Trusting a trustee
Many people have concerns about trusting a trustee and sometimes with very good reason. There are a lot of sharks in the debt pool from cagey bankers to sketchy credit counsellors. Trustees fit into the spectrum in different places depending on many factors.
Some trustee firms, such as ours, refuse to work with debt referral services (credit/debt counsellors) while others may even set up subsidiary companies, perhaps run by their spouse or another family member with the express intent of exploiting debtors and increasing traffic to their firms.
In one instance a debtor collapsed an exempt RRSP to pay the debt counsellor’s fees of $6,200. After the debt counsellor was paid the debtor was referred to a (debt counsellor) friendly trustee then paid the trustee an additional fee of $1,800 for the bankruptcy. Had the debtor skipped the middleman and gone straight to the trustee they would have kept the $6,200 RRSP, which was exempt from seizure, and only incurred the basic $1,800 fee for the trustee.
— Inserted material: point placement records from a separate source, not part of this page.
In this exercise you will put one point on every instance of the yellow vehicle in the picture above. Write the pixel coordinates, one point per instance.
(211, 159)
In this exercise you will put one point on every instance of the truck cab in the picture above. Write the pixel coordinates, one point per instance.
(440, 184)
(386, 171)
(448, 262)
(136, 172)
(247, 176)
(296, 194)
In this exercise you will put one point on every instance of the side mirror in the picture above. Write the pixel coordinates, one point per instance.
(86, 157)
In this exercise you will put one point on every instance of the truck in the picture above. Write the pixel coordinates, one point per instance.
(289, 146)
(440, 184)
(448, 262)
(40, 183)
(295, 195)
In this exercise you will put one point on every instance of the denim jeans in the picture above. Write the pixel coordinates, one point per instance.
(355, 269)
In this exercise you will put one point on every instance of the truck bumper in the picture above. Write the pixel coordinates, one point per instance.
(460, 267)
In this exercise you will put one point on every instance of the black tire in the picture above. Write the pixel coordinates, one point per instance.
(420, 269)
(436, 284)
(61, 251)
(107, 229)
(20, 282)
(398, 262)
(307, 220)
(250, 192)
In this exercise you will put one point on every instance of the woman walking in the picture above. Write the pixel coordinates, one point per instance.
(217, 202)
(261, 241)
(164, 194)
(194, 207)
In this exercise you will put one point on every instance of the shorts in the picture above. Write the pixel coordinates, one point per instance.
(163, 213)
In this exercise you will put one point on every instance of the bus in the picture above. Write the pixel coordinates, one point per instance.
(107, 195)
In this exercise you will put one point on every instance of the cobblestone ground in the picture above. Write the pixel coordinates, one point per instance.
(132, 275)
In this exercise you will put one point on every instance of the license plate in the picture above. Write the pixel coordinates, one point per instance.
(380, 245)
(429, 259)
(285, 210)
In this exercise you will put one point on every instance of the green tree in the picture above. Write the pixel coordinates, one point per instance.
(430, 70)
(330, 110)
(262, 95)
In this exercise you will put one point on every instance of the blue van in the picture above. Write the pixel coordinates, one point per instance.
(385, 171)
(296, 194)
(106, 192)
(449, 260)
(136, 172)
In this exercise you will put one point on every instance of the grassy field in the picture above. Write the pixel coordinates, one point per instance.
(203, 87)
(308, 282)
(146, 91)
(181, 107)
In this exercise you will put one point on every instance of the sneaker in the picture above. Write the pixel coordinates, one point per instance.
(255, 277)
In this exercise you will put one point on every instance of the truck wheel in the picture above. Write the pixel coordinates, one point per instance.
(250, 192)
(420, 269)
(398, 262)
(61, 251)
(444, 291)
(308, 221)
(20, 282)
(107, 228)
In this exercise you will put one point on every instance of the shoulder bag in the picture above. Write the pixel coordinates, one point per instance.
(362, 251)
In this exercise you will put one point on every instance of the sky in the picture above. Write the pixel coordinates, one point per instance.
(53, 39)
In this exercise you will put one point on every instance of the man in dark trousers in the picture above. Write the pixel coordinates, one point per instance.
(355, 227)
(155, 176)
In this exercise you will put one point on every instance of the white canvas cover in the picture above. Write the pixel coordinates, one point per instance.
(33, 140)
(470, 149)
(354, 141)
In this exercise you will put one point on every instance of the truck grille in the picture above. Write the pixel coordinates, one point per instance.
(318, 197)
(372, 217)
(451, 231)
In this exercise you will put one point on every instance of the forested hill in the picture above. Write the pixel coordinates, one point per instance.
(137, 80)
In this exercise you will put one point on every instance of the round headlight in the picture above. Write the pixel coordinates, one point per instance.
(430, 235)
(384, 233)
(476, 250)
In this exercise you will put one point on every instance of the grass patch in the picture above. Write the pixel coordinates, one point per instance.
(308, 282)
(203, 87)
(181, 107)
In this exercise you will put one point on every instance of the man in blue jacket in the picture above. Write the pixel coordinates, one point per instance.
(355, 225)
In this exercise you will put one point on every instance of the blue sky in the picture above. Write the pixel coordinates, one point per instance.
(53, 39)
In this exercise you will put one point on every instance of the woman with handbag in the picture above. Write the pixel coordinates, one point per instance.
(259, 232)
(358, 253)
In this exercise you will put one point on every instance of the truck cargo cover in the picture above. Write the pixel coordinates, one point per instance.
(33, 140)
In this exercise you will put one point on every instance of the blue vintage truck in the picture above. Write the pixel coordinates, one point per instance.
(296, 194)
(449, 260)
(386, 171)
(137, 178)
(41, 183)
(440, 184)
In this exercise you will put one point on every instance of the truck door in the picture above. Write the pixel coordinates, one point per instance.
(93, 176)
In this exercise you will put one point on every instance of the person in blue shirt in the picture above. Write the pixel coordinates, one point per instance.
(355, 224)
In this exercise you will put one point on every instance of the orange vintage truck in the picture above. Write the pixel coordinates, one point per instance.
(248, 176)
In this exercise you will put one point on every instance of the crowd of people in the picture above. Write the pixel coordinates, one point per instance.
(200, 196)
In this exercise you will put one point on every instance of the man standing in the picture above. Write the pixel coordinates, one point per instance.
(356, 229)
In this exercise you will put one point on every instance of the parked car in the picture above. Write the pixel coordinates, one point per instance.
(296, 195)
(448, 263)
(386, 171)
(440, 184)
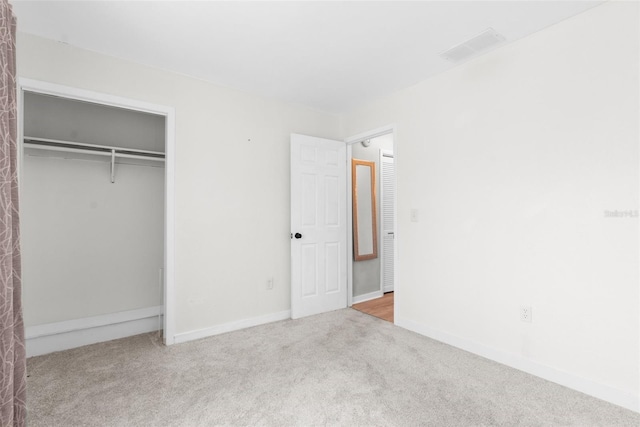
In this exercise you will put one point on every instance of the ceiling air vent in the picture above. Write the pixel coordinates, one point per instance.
(474, 46)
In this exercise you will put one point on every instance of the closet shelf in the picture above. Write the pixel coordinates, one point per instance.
(101, 150)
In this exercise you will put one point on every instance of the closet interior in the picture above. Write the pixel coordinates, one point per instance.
(92, 219)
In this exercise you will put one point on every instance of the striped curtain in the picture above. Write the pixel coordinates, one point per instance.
(13, 384)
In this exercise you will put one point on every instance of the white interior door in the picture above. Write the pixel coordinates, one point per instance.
(388, 200)
(318, 225)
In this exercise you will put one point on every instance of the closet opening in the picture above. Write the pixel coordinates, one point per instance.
(372, 277)
(96, 201)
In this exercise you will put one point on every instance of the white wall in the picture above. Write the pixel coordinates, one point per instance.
(89, 247)
(512, 160)
(232, 194)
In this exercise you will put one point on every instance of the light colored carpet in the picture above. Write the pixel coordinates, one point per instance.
(340, 368)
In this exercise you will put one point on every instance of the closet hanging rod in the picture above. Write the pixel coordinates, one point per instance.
(79, 147)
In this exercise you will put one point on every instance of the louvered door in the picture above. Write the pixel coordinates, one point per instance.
(387, 196)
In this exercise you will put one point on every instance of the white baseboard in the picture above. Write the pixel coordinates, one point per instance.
(600, 391)
(366, 297)
(232, 326)
(50, 337)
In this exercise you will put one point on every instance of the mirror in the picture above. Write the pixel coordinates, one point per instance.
(363, 183)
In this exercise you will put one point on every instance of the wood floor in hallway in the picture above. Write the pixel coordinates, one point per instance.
(380, 307)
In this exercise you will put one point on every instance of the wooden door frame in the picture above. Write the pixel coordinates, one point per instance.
(384, 130)
(46, 88)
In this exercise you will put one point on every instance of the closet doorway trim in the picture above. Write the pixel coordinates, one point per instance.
(46, 88)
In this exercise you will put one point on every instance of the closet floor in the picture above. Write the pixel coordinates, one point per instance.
(381, 308)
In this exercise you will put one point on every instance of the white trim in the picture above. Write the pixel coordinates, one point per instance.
(601, 391)
(350, 301)
(37, 86)
(232, 326)
(384, 130)
(50, 337)
(367, 297)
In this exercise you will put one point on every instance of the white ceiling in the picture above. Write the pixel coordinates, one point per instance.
(330, 56)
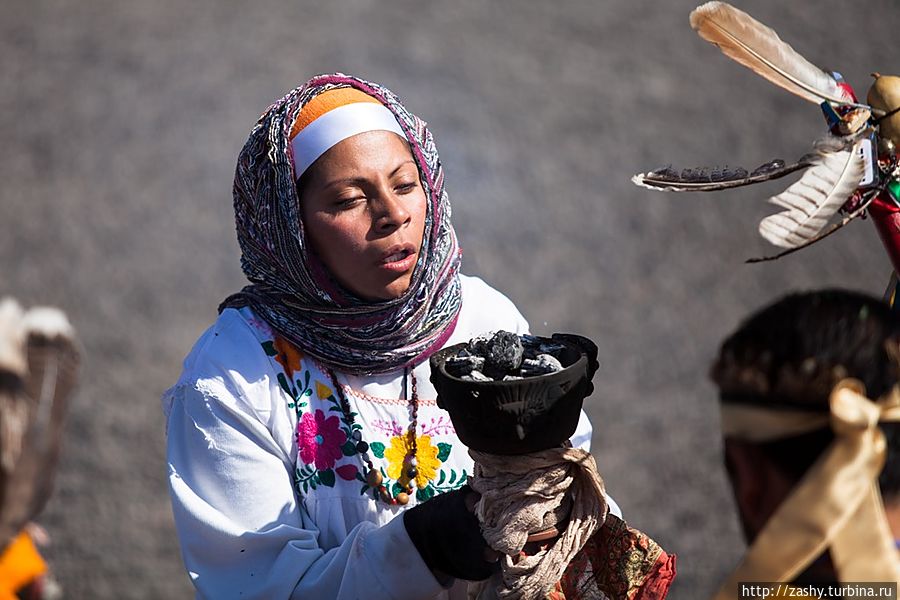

Some trustees pay direct fees in disguise as “consultation fees” or for “presentations to staff”. I have been told that at least one not-for-profit credit counselling agency rented a parking space to a trustee firm for an exorbitant monthly rate in exchange for referrals. It’s not just the for-profit debt counsellors who are up to dirty tricks. Shame on the trustees who participate is such sketchy practices and disparage the profession.
It is important to be mindful that all not-for-profit credit counselling agencies are licensed collection agencies, they get paid by creditors (including the Canadian Bankers Association members) through a structured commission structure. The not-for-profit agency then issues the banks with a “charitable donation receipt” to help reduce their tax exposure. For-profits need to find other creative ways to get paid from adjunctive sales of mortgages and insurance to direct client or trustee referral fees.
Trustees fees are set by tariff by the Office of the Superintendent of Bankruptcy. The fees are generally better for a proposal than for a bankruptcy which is one reason why some trustees tend to push proposals. Proposals also require less monitoring and allow the trustee to draw its fees whenever it desires. There are several advantages and incentives to trustees to push proposals even when they are not the most appropriate solutions – they are certainly easier to sell.
Bankruptcy tariffs are generally not as generous as proposal tariffs and bankruptcies require more work by the trustee. Besides if a person doesn’t live up to their obligations under a proposal they can always file a bankruptcy, in which case the trustee may collect a fee from the proposal, even though it failed, and then collect a further fee from the bankruptcy.
The Superintendent’s office releases monthly statistics that show the numbers of bankruptcy and proposal filings nationwide and by province, but they don’t show the number of completed proposals versus failed proposals. So, the statistics may be skewed by including the number of proposals filed in one month that fail in subsequent months and then become bankruptcies.
As a sales tactic, when asked about fees, some trustees will only disclose the fee part of the tariff and not all the disbursements. Some lawyers do the same thing, telling you that they can close your house deal for fees of only $400, then you are surprised when you find their total bill, including disbursements, is $1,100. By obfuscating the whole cost of the administration, they do two things 1, they encourage you to attend at their office and 2, they cloud the reputation of the trustee community generally.
Let me leave this blog where it started can you trust a trustee? The right answer is yes you can but do your homework, don’t pay fees to anyone else for help. Ask around about the firm’s reputation, meet with more than one trustee, ask the same questions. Remember all trustees are governed by the same rules and regulations in the administration of your file.
Some trustees get into grey areas for advertising and marketing and those ones should be avoided if discovered. The Superintendent has limited powers to regulate businesses that are not directly run by trustees. Trust the trustee but avoid other services like a plague. Also be aware that the “government program” scam is still alive and well – the only government programs for getting you out of debt or consolidating your debts are bankruptcies and proposals and only Licensed Insolvency Trustees can provide those services.